Mining is critical in the functioning of cryptocurrencies. Through this procedure, computers on a peer-to-peer network collaborate to process and confirm transactions. When you participate in this process, you earn a reward of newly released coins and keep the fees that users of the network pay.
Besides buying it on exchanges and exchanging it for goods and services, this is the only way you can acquire some crypto. However, if you are unknowledgeable about the process, you can easily become a victim of mining scams.
Mining pyramid schemes
Because it is often so expensive to run a mining operation that is big enough to earn you meaningful revenue, it is common for investors to pull their resources together into a pool. The pool then acts as a single massive unit and gets more chances to add transactions to the shared ledger and earn rewards. The biggest earners in Bitcoin mining are pools like Antpool, ViaBTC, and Poolin.

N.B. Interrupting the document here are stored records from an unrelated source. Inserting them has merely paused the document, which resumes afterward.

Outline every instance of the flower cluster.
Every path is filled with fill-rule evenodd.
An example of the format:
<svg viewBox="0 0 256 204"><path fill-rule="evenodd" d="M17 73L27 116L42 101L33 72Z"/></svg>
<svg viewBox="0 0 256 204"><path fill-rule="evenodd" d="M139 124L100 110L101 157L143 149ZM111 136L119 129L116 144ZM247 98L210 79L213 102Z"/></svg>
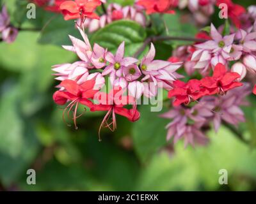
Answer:
<svg viewBox="0 0 256 204"><path fill-rule="evenodd" d="M146 26L146 17L141 8L131 6L122 7L116 3L108 5L106 13L100 17L99 20L86 18L84 26L88 28L89 33L93 33L113 21L121 19L136 21L142 26Z"/></svg>
<svg viewBox="0 0 256 204"><path fill-rule="evenodd" d="M184 139L185 147L195 143L205 145L208 138L205 130L213 124L217 132L221 121L237 126L244 122L244 115L241 106L247 106L245 97L251 93L250 86L244 84L226 95L203 96L193 106L176 106L161 117L172 121L166 126L167 140L173 138L174 143Z"/></svg>
<svg viewBox="0 0 256 204"><path fill-rule="evenodd" d="M168 98L172 101L172 108L161 117L172 120L166 126L167 140L173 138L174 143L184 139L185 146L205 145L208 142L205 131L211 123L218 131L221 123L236 126L244 121L240 107L248 105L244 98L252 92L252 87L241 81L247 71L256 72L256 23L252 20L250 26L249 24L245 26L241 19L255 16L254 8L246 13L245 9L230 0L138 0L134 6L122 8L110 4L106 13L98 17L94 11L103 1L65 1L59 7L65 20L79 19L77 27L83 39L70 36L72 45L63 46L74 52L79 61L52 67L56 79L61 81L53 99L58 105L66 105L64 120L67 113L77 128L76 119L82 115L77 115L77 108L83 105L91 112L106 112L99 133L103 127L114 131L116 115L136 121L140 117L137 110L139 99L142 96L156 96L160 88L168 91ZM204 15L204 22L200 22L204 24L213 13L214 5L222 3L227 3L228 15L239 29L232 26L230 33L226 34L226 27L217 29L211 24L209 33L198 33L196 43L177 47L168 61L154 59L156 49L152 43L149 51L140 60L136 55L125 55L124 41L113 53L97 43L92 46L84 33L84 26L93 32L123 18L145 26L143 10L147 14L174 13L173 8L178 6L188 6L196 18L203 20ZM180 80L184 76L176 71L182 66L188 75L195 78L188 82ZM106 79L111 86L108 92L104 91ZM256 94L256 85L252 92Z"/></svg>
<svg viewBox="0 0 256 204"><path fill-rule="evenodd" d="M52 68L56 72L56 79L61 81L57 86L60 90L54 93L54 100L58 105L68 103L63 112L63 118L65 113L68 116L72 112L71 117L76 127L76 119L79 117L77 116L79 104L92 112L108 111L100 127L103 126L114 130L116 126L115 113L136 121L140 117L136 99L143 94L148 98L155 96L159 87L170 89L173 82L182 76L175 71L182 62L154 60L156 50L153 44L148 53L138 63L138 59L124 56L124 42L120 45L114 55L97 43L92 47L86 34L80 27L78 29L83 41L70 36L72 46L63 46L63 48L75 52L80 61ZM93 70L94 73L90 73ZM105 76L109 76L113 89L109 94L98 93L105 85ZM116 89L118 91L115 91ZM127 89L128 94L123 96ZM124 107L127 105L132 105L132 108ZM111 113L112 122L109 122Z"/></svg>
<svg viewBox="0 0 256 204"><path fill-rule="evenodd" d="M18 29L10 24L6 7L3 6L0 12L0 34L2 40L8 43L14 41L18 35Z"/></svg>
<svg viewBox="0 0 256 204"><path fill-rule="evenodd" d="M168 96L175 97L173 106L178 106L182 103L188 105L204 96L224 95L228 90L243 85L236 82L239 77L239 74L227 71L225 66L219 63L214 68L212 76L206 76L200 80L191 79L188 83L175 81Z"/></svg>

Members of the pool split the revenue proportional to the amount of computer power each contributed. A mining pyramid scheme will pass itself as a mining pool, but instead of asking you to contribute computer power, they will ask you to make a payment and persuade others in your social network to do the same so that you earn commissions as well.
Bitclub Network carried the biggest known scam of this kind between 2014 and 2019. Investors in Africa and from around the world bought so-called mining certificates with the hope of earning the revenue that Bitclub earned from its mining operation.

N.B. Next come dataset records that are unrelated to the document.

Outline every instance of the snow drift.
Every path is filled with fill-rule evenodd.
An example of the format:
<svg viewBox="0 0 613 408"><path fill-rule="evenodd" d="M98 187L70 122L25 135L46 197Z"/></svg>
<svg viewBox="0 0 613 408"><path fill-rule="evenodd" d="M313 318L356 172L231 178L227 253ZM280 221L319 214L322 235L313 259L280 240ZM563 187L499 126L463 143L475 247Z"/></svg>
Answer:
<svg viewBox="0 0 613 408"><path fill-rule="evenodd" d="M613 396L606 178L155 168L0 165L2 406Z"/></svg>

It turned out that Bitclub had a mining operation, but it was not at the level that the company made public. A significant amount of the revenue was generated through referrals.

When Bitclub Network collapsed in 2019, investors from around the world, and many from Africa, lost a total of more than $720 million. The founder of Bitclub Network, Russ Albert Medlin, and many of its other top players were arrested and faced fraud charges. They were also charged with issuing a security, the mining certificate, without following the Securities Exchange Commission (SEC) requirements.
Staking scams
Not all blockchains require massive computing power to maintain. Some use a consensus mechanism known as Proof of Stake. Ethereum is in the process of transitioning to Proof of Stake. The computers participating in the processing and confirmation of new transactions hold some coins in a special wallet. The more coins in that wallet, the higher the chances of the computer being picked to confirm transactions and therefore earn reward and part of the fees that users of the network pay.
On some networks, such as Cardano, you can delegate your coins to someone running a computer on its network, and they share the profits with you. However, that does not mean that you give them control over your coins. It only means that you signal to the network that they include your coins to be part of its stake when considering picking that node.
If you don’t understand this fact, someone might mislead you to think that you need to transfer your coins to their wallet to share profits with you. In some instances, they might not steal your coins but pay you way lower than what you deserve. In others, they decide to run with the funds, and there is nowhere you can go for help.
In a nutshell, if you decide to pursue mining or staking to increase your value, you must understand how it works so that you are not taken advantage of.